Right as I was thinking that, with the backs of my knuckles skimming over his strained fly, the fucking elevator dinged and stopped. Jamie took a breathless half step aside, and I wrapped my arm loosely around his waist. Nothing to see here besides the bulges in our pants.
I just wished it wasn’t Evan standing there to witness our flustered rearranging. Because there he was when the doors slid open, the heel of his hand smoothing over the bridge of his nose in a way I knew meant he was frustrated or tired. My bandmate, my friend. My ultimate secret crush. It was one of the few times I wished the body next to me was a woman’s. Or better yet, not there at all. That dormant little seed inside of me, the traitor, rattled around in my chest.
Fuck.
Chapter 2
I was tired. I was thinking of my place in Nashville where I’d missed the spring—my favorite season—rising up from the ground in green shoots that made the Midwest tundra we’d been cycling through feel that much colder. I was thinking of the call time tomorrow, the set list, the balls of fast-food wrappers piling up on the bus, how I felt like I was wearing a second skin of road dust and smog. Whether this tour had been successful or not. Sleeping in my own bed—a novel concept since I couldn’t even remember what color my sheets were at this point. And also, about a couple of weeks from now when Les and I would seal ourselves in a cabin and try to recreate the success of our second album after our utter bomb of a third.

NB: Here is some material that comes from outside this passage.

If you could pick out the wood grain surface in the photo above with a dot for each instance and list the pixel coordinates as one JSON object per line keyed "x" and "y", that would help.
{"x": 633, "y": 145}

But mostly I was thinking about crashing hard in my hotel room as I came down the hall from drinking a few beers with some of our roadies. Leigh, my girlfriend, was up there waiting to curl around me. Or should be. And I knew she’d smell good. Like home. Like coffee and Southern sunshine.
So I was caught off guard when the elevator opened and there stood Les, his dark hair mussed, a heated flush across his neck, his arm wound loosely around a dirty blond who faintly resembled me. Maybe it was ridiculous. Maybe I was just being a jerk. But it got to me a little, and I could feel it in my expression, in the way I had to fight the automatic downturn of my mouth.
“Leigh here yet?” Les asked as I stepped into the elevator. It reeked of booze, and his tone struck me as self-conscious. But when I looked up from the columns of buttons, he had a half-cocked smirk on his face like he was already high on the post-fuck endorphins of the sure thing beside him—who I was trying to pretend didn’t exist.
“Should be. She said some time around midnight.”
And then it got quiet. I eyed his blond prize up and down and waited for Les to fill in the gap with an introduction. Something. But he didn’t. There was just more of that thick, heavy silence. The kind you could dent with the poke of a finger. After another couple of seconds, I couldn’t take it any longer. “The guys want IHOP tomorrow. You in?”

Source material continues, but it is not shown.